À 2.414 millions de tonnes, la production mondiale resterait élevée en 2026/27. Cependant, les baisses attendues pour toutes les principales cultures, dont le blé et le maïs, porteraient le total à 2 % en deçà du record de l’année précédente. Le niveau élevé des stocks de report ne compensant que partiellement ce recul, l’offre globale devrait être légèrement plus tendue que la dernière campagne. La consommation devrait progresser pour la quatrième année consécutive, mais avec une croissance plus lente de l’utilisation dans l’alimentation animale et les usages industriels en glissement annuel. Après une augmentation en 2025/26, les stocks de clôture pourraient à nouveau se contracter, notamment du fait de prélèvements attendus sur les stocks de blé, de maïs et d’orge. Les échanges sont estimés en léger repli en glissement annuel, à 448 millions de tonnes.
La campagne commerciale actuelle étant caractérisée par d’importants flux d’expéditions originaires d’Amérique du Sud à destination de l’Asie, la demande mondiale d’importations de soja en 2025/26 devrait augmenter de 1 % en glissement annuel pour atteindre un nouveau sommet. La production mondiale est estimée à un niveau record en 2026/27, grâce à une progression des superficies et à une productivité accrue chez les principaux producteurs. Compte tenu des perspectives de disponibilités abondantes et de prix supposés attractifs, les utilisations pourraient encore croître (+3 %), mais les stocks risquent de se contracter. Tributaires de la demande des importateurs asiatiques, les échanges pourraient progresser de 2 % en glissement annuel.
La production mondiale de riz en 2026/27 est provisoirement estimée à un nouveau sommet, notamment grâce à des récoltes plus importantes en Inde et en Chine. La croissance démographique devrait soutenir une nouvelle hausse de l’utilisation mondiale, tandis que les stocks pourraient encore croître, principalement du fait d’une augmentation en Inde. Les flux mondiaux d’expéditions en 2027 devraient augmenter de 2 % en glissement annuel pour atteindre un nouveau sommet, les exportateurs indiens représentant sans doute près de 40 % de l’ensemble des expéditions.
La production mondiale de pois chiches devrait se maintenir à un niveau élevé jusqu’en 2026/27, avec des récoltes importantes chez les grands exportateurs. Compte tenu d’un approvisionnement abondant, la consommation devrait progresser au cours des deux prochaines années, tandis que les stocks devraient croître.
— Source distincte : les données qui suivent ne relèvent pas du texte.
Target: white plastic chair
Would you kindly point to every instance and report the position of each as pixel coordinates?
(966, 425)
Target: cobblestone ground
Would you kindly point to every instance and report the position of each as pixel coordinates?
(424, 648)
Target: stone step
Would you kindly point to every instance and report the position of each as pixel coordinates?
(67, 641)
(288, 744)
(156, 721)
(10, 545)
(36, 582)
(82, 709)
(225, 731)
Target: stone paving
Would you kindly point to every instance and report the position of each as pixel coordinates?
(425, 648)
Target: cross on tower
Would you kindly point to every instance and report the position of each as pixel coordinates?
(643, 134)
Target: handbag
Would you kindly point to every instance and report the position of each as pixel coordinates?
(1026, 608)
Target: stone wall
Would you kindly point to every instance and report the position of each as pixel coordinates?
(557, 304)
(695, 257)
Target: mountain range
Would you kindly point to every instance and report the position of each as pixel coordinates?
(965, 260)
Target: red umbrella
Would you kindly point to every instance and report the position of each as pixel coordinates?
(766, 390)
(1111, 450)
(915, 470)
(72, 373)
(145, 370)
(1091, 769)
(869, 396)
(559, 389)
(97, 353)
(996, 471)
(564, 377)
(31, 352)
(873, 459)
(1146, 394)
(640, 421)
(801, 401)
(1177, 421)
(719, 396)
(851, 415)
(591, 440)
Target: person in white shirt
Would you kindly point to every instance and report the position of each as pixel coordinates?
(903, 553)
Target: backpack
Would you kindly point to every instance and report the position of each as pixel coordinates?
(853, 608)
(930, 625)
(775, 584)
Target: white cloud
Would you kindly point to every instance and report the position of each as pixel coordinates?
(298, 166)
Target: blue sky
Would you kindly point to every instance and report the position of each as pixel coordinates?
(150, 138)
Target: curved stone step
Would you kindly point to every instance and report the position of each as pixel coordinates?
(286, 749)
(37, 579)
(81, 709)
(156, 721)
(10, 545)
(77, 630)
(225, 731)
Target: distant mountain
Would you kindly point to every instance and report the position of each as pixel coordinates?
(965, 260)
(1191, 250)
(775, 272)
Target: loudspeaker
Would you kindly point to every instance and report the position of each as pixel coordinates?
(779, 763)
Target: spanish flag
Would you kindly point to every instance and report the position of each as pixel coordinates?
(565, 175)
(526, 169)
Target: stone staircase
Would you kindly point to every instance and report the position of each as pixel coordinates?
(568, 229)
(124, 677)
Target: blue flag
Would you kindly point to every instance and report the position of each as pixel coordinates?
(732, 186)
Bien qu’une contraction des échanges soit anticipée pendant la période de prévision, principalement en raison d’une demande plus faible de la part des acheteurs sud-asiatiques, les volumes devraient rester supérieurs à la moyenne récente.
RÉSUMÉ DU MARCHÉ
Le GOI du CIC s’est raffermi de 1 % sur le mois écoulé. Outre les fondamentaux, les marchés ont également été influencés par divers facteurs externes, notamment l’évolution des prix du pétrole brut et des monnaies.
Avec des tendances de prix contrastées parmi les principaux fournisseurs, le sous-indice blé du GOI du CIC est resté globalement inchangé en glissement mensuel.
Le sous-indice maïs du GOI du CIC a gagné 1 % sur le mois, rebondissant après un creux au milieu du mois, sous l’effet de hausses en Argentine et en Ukraine.
Soutenu par la hausse des coûts de l’énergie, du transport et des emballages chez les principales origines asiatiques, le sous-indice riz du GOI du CIC a enregistré une hausse de 6 % en glissement mensuel.
Le sous-indice soja du GOI du CIC s’est apprécié de 1 % sur le mois, essentiellement grâce aux gains enregistrés au Brésil.